The forum kicked off on Sunday with Chinese Prime Minister Wen Jiabao pledging 10 billion dollars in concessional loans to Africa among a series of measures to be implemented before the next forum due in 2012.
The Asian giant pledged five billion dollars in assistance over three years at the last meeting held in Beijing in 2006, and has signed agreements to relieve or cancel the debt of 31 African nations.
It will also provide a one-billion-dollar loan for "for small and medium-sized businesses," Wen said.
"China is ready to deepen practical cooperation in Africa," he said on Sunday, adding that Beijing was prepared to take on a role in "the settlement of issues of peace and security."
Wen said the new measures would focus on reducing poverty and assistance in infrastructure and agriculture, while China is also vowing to remove tariffs on most goods from the least developed African countries.

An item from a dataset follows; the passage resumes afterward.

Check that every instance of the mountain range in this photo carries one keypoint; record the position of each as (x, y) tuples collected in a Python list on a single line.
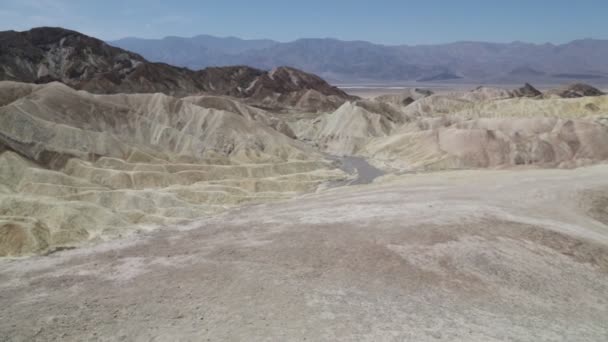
[(46, 54), (360, 61)]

China's assistant commerce minister, Fu Ziying, said on Sunday that China would build a permanent exhibition centre for African products.

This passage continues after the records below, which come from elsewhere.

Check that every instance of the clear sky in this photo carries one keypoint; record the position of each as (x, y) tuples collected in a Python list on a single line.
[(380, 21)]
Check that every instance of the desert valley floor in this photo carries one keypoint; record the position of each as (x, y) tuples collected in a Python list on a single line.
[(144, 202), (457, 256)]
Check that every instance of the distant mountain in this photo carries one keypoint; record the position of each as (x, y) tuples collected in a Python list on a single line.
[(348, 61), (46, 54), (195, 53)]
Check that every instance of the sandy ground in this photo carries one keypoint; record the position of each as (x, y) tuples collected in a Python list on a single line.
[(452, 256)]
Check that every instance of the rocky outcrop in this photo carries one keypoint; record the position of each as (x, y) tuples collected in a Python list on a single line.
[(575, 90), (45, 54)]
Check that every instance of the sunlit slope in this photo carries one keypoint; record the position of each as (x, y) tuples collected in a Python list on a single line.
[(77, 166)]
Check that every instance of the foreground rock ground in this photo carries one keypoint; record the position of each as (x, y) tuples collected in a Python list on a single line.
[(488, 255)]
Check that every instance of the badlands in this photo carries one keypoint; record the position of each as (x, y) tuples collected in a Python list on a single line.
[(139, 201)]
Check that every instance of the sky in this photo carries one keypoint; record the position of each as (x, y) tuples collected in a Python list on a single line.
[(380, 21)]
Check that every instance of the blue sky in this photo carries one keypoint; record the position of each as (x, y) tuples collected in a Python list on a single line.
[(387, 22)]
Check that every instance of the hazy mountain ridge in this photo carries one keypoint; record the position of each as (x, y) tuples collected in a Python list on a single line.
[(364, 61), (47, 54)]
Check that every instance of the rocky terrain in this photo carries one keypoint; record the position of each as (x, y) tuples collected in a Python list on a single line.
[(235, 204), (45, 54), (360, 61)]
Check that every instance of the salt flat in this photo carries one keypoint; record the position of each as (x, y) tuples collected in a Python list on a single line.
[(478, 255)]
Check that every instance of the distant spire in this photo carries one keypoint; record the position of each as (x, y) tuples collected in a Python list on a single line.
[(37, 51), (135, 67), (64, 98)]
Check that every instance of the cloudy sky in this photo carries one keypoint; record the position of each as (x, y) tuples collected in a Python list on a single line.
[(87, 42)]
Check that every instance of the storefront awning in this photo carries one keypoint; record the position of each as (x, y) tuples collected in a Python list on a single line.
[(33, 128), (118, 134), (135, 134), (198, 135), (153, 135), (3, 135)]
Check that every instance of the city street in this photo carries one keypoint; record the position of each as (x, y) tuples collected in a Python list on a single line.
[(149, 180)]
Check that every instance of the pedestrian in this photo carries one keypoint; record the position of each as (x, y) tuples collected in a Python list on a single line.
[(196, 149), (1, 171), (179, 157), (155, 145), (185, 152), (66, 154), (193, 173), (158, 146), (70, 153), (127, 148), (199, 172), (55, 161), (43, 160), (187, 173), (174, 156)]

It will also set up "three to five modern logistical centres to help African entrepreneurs to increase logistical capacity to ship out African products," Fu said.
The pledges have been received with enthusiasm by African delegations, but China is fighting off accusations that it is only interested in Africa for its resources.

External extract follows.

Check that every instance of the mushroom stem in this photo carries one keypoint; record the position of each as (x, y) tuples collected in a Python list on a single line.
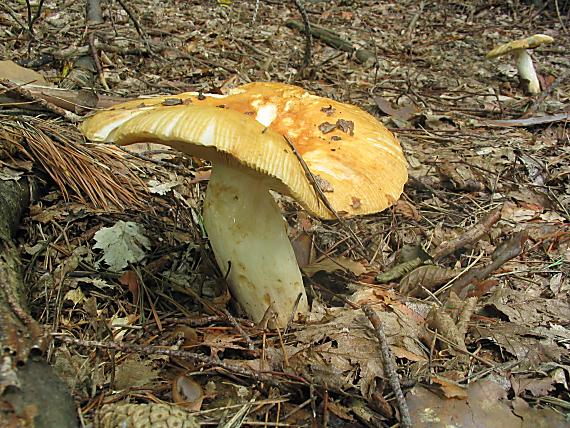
[(526, 71), (246, 228)]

An assistant foreign minister, Zhai Jun, insisted that China was not seeking to impose its "hegemony" in the continent.
China "will not treat Africa in an imperialist way. China will not be pointing fingers or bullying African countries," he said on Sunday, adding that his country would not "practice colonialism in African countries."
Ahead of the launch of a more robust diplomatic involvement in African conflicts, he denied that China throws a lifeline to leaders accused of human rights violations such as Sudan President Omar al-Beshir.
The forum was to wrap up later on Monday after a series of meetings between Chinese delegations and teams from around 50 African countries drawing up an action plan for the next three years.